I told him a story of when I was a teenager my sisters would always kid me the only book I ever read was the Hank Aaron story. This was a paperback book I had and probably used for more than one book report.
A week later I received in the the mail his most recent book at the time “ I had a Hammer”. He signed the book with best wishes and also sent me an autograph baseball.
None of us will ever understand what he had to overcome and through it all was a humble and true gentleman.
I’m grateful for the brief encounter I had with Hank Aaron.
Another great story by Dan Woog. If you notice the video when he hit # 715, as he rounded second base, two young people ran up to him and congratulated Hank Aaron while running beside him.
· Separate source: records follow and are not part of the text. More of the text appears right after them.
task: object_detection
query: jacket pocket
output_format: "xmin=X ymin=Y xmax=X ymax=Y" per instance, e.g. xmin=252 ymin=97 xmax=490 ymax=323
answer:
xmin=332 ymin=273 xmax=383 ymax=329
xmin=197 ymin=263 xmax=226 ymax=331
First of all, with security the way it is today, that could never happen nowadays. One wonders who those two are. It’s good that they were friendly and non violent. Great story though!
You’re right, Jack. I read somewhere that there was a security guard assigned to Hank Aaron. He was sitting in the stands that day, and had the same thought when then the two fans ran on the field.
So many have already said so much so well, so I’ll merely say this is my favorite among all the stories I’ve read on 06880. And it’s certainly #1 among all the Aaron articles I’ve read this weekend. Be proud, Dan. As the Incredible String Band would say, you get brighter every day.
Reading this absolutely made my Sunday. A baseball he signed for me at the 1999 All Star Game in Boston, when he was named part of the All Century team, remains one of my most treasured possessions, including my children! He was pure class, and his humility and grace will be sorely missed. My condolences to the Cohns and Faliks <3
I love this story! Of course, growing up in the 50’s, I remember Hank Aaron but never heard about Carla and the connection to Westport. Great piece, Dan!
This was a great way to end the weekend. Absolutely amazing story.
I’m concerned that his death came as a surprise. What did he die of? Was it related to the COVID vaccination just a few days before?
We all know hate exists, it’s on the news every day, but seldom seen in such a granular way as that letter from the KKK Aaron received. I am thunderstruck by how despicable that letter is and the venom and evil it conveys. What a remarkable human being he was to withstand such assault, regularly, and still perform with such skill, might and grace.
And yeah, the rest of it is a cool Westport story too.